Berry says that although she had become interested in publishing during her undergraduate years, going to work for Doubleday was not part of any master plan.
Berry’s publishing career would take her from Doubleday to the magazine world, where she helped launch the American version of The Economist, worked for Newsweek and evaluated prospective magazines for the German conglomerate Gruner Jahr to purchase.
“Book publishing is slow and you are working on titles that aren’t going to come out until the following year. The rhythm is very different if you are working for a weekly magazine,” says Berry.
Later on in life, she changed jobs again, working at Scholastic as the director of marketing for a national reading program used by elementary school teachers to teach children how to read.
“It was one of the classic stories of ‘what else is there to do?’” she says.
In 1989, Berry attended what she refers to as a “Harvard-Yalish” party in New York City. At this party, she met her future husband, David Berry—a young Securities Analyst who had graduated from Yale and received a graduate degree at the London School of Economics. The two started dating soon after.
The Harvard-Yale rivalry proved no match for true love and the two were married in 1991. One year later they saw the birth of their first child, a son named Nile.
In 1994, Berry had her second son Reed, and decided to cut back to part-time work at Scholastic. Two years later, Alex, her third son, came along. For the next five years, Berry continued to balance her part-time work at Scholastic with her motherhood responsibilities.

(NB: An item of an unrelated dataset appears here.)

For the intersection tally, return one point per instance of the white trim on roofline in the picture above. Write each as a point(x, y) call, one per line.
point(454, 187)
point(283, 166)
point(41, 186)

But then Sept. 11 happened and it changed her life forever.
A NEW LIFE
Berry says she has never watched the video of the two planes crashing into the World Trade Center towers.
“I never saw either of the planes of going into the buildings, and on that day I kept expecting him [David] to come home,” Berry said.
But once Berry came to terms with the fact that she would not see her husband and the father of her three sons again, she began to focus on a new way of life.
Berry immediately quit her job at Scholastic and focused on raising her sons as a single mother.
“I had three kids, and it was triage at home so going back to work has never been something that I question,” Berry says.